Tüm yeni bölümler size feda olsun canlar! Bu da bugünün son bölümü olsun. Hepinize iyi okumalar...( ꈍᴗꈍ)
**********************
~Yazarın anlatımı~
Diğer kızların evine varmışlardı. Aralarında çok az bir mesafe vardı. Sun-yeon'un iblis abisini oyalarken Sun-yeon'u malikaneye sokmayı defalarca denemişlerdi ama iblis hep araya girmişti. Yine öyle olmuştu.
İblisin ani saldırısı Hoseok'u Sun-yeon'dan uzağa savurdu ve Sun-yeon yere düştü. İblis Sun-yeon'a yaklaşarak konuştu."Babam bu davranışını hiç onaylamıyor. İstediğin iblis ve vampirlerle yaşamak mı? Öyleyse bizimle yaşa. Bizim de iblisten bir farkımız yok."

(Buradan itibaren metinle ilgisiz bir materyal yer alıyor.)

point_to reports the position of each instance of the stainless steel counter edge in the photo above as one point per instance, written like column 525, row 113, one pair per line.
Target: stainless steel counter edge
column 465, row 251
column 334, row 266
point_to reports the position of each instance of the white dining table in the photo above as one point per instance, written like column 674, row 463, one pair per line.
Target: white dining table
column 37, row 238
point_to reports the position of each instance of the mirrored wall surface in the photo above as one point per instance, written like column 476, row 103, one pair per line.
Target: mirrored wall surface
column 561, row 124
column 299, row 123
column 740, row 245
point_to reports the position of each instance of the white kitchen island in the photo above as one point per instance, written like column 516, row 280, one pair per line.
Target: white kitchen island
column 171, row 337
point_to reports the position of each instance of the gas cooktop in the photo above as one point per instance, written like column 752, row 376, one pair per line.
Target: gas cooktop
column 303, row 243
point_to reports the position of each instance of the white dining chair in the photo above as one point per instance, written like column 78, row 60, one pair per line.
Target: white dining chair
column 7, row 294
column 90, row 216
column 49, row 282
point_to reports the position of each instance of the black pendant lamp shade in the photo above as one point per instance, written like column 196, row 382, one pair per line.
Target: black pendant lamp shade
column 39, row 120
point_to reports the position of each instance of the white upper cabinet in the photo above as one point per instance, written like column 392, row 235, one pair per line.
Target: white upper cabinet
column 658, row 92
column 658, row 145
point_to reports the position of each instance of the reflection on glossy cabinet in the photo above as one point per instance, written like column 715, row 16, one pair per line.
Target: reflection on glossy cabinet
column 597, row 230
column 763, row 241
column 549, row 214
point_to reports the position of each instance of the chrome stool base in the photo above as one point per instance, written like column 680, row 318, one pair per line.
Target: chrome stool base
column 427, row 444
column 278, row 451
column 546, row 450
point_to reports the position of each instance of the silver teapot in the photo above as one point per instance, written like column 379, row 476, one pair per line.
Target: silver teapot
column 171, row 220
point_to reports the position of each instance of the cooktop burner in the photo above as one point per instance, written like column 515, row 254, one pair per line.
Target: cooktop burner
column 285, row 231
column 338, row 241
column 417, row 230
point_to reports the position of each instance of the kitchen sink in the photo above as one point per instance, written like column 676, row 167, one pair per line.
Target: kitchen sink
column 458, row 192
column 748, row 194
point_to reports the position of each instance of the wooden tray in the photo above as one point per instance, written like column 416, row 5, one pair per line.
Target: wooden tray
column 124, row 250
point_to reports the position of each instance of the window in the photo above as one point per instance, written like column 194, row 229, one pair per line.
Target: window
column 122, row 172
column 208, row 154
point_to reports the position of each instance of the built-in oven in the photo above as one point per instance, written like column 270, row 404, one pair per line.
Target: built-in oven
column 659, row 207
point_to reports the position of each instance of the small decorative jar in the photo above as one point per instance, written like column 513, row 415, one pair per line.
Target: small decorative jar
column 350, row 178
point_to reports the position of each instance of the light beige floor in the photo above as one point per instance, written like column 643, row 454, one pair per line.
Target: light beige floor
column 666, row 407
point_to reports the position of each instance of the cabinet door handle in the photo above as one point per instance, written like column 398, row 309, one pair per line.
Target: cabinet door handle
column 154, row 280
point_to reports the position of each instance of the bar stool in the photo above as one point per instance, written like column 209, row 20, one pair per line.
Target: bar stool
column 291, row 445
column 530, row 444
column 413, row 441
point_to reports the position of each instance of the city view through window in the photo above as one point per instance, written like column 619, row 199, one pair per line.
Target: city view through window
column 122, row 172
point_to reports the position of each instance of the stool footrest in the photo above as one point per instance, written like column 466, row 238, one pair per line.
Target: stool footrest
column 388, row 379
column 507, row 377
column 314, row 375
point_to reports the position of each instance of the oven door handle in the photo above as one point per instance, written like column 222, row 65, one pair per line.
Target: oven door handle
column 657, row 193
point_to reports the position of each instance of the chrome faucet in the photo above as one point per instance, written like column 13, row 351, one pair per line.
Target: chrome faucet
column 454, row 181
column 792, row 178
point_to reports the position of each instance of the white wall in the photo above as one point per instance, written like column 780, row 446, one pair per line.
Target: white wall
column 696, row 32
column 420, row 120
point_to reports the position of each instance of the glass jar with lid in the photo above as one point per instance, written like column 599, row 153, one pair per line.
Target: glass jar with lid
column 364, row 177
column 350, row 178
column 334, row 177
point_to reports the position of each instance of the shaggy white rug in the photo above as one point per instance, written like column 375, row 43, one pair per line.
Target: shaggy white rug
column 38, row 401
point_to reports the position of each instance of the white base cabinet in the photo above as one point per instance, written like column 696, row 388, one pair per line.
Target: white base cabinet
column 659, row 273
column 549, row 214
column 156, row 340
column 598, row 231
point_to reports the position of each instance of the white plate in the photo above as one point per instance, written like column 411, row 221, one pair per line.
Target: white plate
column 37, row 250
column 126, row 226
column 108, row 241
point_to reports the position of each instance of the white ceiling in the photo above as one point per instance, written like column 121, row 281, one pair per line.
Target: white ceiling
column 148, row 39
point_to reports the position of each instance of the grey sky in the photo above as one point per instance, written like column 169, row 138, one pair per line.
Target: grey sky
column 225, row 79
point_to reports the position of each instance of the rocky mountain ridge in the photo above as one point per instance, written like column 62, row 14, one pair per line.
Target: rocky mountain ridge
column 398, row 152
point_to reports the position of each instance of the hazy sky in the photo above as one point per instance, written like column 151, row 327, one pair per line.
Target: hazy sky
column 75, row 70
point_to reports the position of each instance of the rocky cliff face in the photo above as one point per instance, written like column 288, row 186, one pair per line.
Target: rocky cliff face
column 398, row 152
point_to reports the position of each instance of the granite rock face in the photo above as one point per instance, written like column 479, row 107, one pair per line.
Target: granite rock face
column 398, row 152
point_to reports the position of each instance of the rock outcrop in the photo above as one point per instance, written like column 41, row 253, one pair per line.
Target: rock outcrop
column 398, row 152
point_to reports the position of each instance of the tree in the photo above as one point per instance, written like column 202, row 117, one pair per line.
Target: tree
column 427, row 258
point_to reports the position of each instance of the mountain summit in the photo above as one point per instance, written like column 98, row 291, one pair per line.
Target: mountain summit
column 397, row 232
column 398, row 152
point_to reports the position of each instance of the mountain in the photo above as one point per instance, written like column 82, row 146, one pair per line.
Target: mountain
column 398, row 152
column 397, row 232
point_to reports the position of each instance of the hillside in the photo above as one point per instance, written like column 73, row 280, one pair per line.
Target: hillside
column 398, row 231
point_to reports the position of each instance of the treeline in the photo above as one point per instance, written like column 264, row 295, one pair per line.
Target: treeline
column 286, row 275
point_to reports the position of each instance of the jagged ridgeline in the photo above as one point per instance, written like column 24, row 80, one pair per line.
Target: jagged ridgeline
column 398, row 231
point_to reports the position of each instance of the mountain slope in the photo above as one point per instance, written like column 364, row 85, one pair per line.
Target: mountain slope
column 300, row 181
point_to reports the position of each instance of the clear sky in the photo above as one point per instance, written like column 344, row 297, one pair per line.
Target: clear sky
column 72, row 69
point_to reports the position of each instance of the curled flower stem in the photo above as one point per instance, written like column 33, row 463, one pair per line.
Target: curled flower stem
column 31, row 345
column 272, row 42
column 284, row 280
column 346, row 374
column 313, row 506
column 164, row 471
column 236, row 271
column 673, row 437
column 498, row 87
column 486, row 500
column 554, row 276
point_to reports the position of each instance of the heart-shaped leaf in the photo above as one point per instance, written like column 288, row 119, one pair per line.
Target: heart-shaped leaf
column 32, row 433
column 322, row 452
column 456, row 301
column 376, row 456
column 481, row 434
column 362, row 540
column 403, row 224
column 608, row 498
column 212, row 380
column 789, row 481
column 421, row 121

"Benden uzak dur!" diye bağırdı Sun-yeon ve hemen ayağa kalktı.
Kaçmak için hamle yapacağı sırada iblis onu halatıyla yakaladı. Sun-yeon büyük bir çığlık attı. Etrafın sessizliği yüzünden çığlık yankı yapmıştı.
İçerisinin havasızlığından bunalan Jin-kyong, son zamanlarda Jimin ile arasında olan şeyleri düşünmek için malikanenin bahçesinde geziyordu. İnişli çıkışlı zamanlar geçirmişlerdi ama hiçbirinde Jin-kyong Jimin'den ayrılmak istememişti.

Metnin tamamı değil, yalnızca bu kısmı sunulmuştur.